Several minutes passed while the two women sat in silence.
“So what does that mean, Grandmother?”
“Ah, child, you think it’s just a story, a wonderful story. And it is. But it’s more than story. It’s … it really happened. I saw it with my own eyes. Jesus was dead, and then he wasn’t. He was very much alive.”
“But what does that mean?”
Grandmother thought a moment. She had never before tried to express what it meant. She knew what it meant to her. She knew that it meant something to the other women. But what would it mean to Hannah, who only knew about Jesus through what Grandmother told her? How did she explain the importance of it?

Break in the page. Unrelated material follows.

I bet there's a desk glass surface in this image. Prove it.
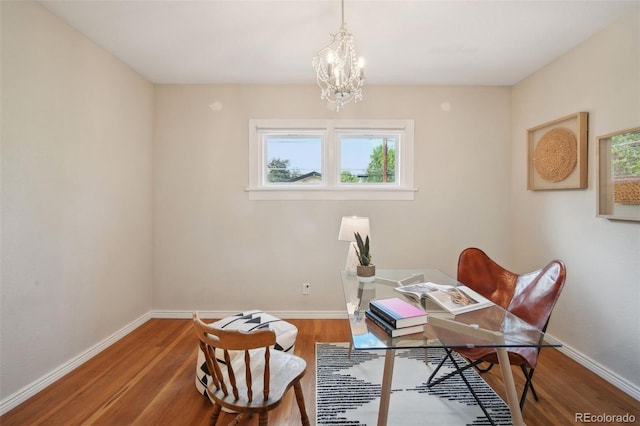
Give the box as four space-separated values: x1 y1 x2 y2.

“It means … You asked how Jesus could raise himself. He couldn’t. He was dead. But God could. And God did.”
She steepled her hands in front of her face. “God did to show the world that everything that Jesus did, everything that Jesus said, all the healings, all the teachings, that was all God working through Jesus. Jesus was acting under God’s authority all the time, doing what God wanted him to do. Even when other people didn’t like what he did.
“When Jesus healed on the Sabbath, that was because, like Jesus said, people are more important than rules. He had the opportunity to do something good then, right there, and he wasn’t going to throw it away because it was the wrong day. There is never a wrong time to do a good thing, to help someone in need.
“What Jesus taught, about loving our enemies, about doing good to those who harm us, that’s what God wants us to do. People were sick and disabled, not because God was punishing them, so Jesus, doing God’s work, healed them. The poor and the widows, God wants us to help them, so Jesus did what he could. When Jesus told us to love our neighbors, it’s what God said back in the days of the prophets.
“So when the authorities killed Jesus, God raised him again to tell them they were wrong.”
Grandmother bowed her head for a moment.
“But they haven’t figured that out yet, have they, Grandmother?”
“Sadly, no, child. And that’s our job, to keep spreading the word, to keep letting people know how much God loves them, and to keep doing whatever we can to help others, like Jesus did.”
“It’s not easy, is it?”
“No. And sometimes the world fights back. Often people don’t want to hear what Jesus said, because it is hard. But don’t run away, child, because you are afraid. God will be with you, as God was with Jesus.”
General Questions
1) How does this story follow its Scripture?
2) How does this story expand its Scripture for you?
3) What is the message of this story?
4) How does the message apply to us today?
Specific Questions
- Why would the donkey’s owner let the disciples take it?
- Why was it important that the women knew that Jesus was really dead?
- Why did Jesus mention Peter?
- How do we today explain to people the story of Jesus in a way they can understand?